The immune checkpoint inhibitor nivolumab showed durable responses and disease control in a group of heavily pretreated patients with DNA mismatch repair deficient/microsatellite instability high (MSI-H) metastatic colorectal cancer, according to updated results from the CheckMate 142 study (abstract 519) presented at the 2017 American Society of Clinical Oncology (ASCO) Gastrointestinal Cancers Symposium, held January 19–21 in San Francisco.
“Nivolumab monotherapy provided durable responses, disease control, and long-term survival in patients with MSI-H metastatic CRC,” said Michael J. Overman, MD, of the University of Texas MD Anderson Cancer Center. “Responses were observed regardless of tumor or immune cell PD-L1 expression, regardless of BRAF or KRAS mutation status, and regardless of clinical history of Lynch syndrome.”
According to Overman, about 4% of patients with metastatic colorectal cancer have a high degree of microsatellite instability due to a deficiency in the DNA mismatch repair system. These patients may be less responsive to conventional chemotherapy than patients who are mismatch repair proficient, and their disease is associated with elevated levels of tumor neoantigens, and tumor-infiltrating lymphocytes, and have upregulated expression of checkpoint regulators in immune cells.
Patients enrolled on the study had DNA mismatch repair deficient/MSI-H metastatic disease and had progressed on or were intolerant to one or more prior lines of therapy. Among the 74 patients enrolled, 84% had received two or more prior lines of therapy.
Patients were assigned to receive nivolumab 3 mg/kg every 2 weeks. The primary endpoint was overall response rate per investigator assessment. Secondary endpoints included overall response rate by blinded independent review.

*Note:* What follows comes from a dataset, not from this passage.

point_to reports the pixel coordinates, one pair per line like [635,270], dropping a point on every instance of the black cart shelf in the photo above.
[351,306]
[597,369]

With a median follow up of 7.4 months, the overall response rate was 31.1% per investigator and 27% by review committee. According to investigators, there were no complete responses, 23 partial responses, and 29 patients had stable disease, for a disease control rate for 12 or more weeks of 68.9%. According to the blinded independent review, there were two complete responses, 18 patients with partial response, and 29 patients with stable disease for a disease control rate for 12 or more weeks of 62.2%.
The median time to response was about 2.7 months. The median progression-free survival was 9.6 months with a 12-month rate of 48.4% per investigator review. The 12-month progression-free survival rate was 45.6% per review committee. The median overall survival has not been reached.
Grade 3/4 treatment-related adverse events occurred in 20.3% of patients and there were no deaths related to drug toxicity. The researchers evaluated several patient-reported outcomes and found clinically meaningful improvements in quality of life, functioning, and symptoms as early as week 13 of the study. In addition, using a generic health quality of life-related scale, patients who continued treatment for 19 weeks achieve a level of health that would be regarded as equal to or exceeding the general health of many populations.
“These results suggest that nivolumab should be considered a new standard of care for patients with previously treated MSI-H advanced CRC,” Overman said. “This is in line with the recent amendment to NCCN guidelines which recommend all metastatic colorectal cancer patients have testing for MSI-H and also patients with MSI-H colorectal cancer after initial therapy be considered for either pembrolizumab or nivolumab monotherapy.”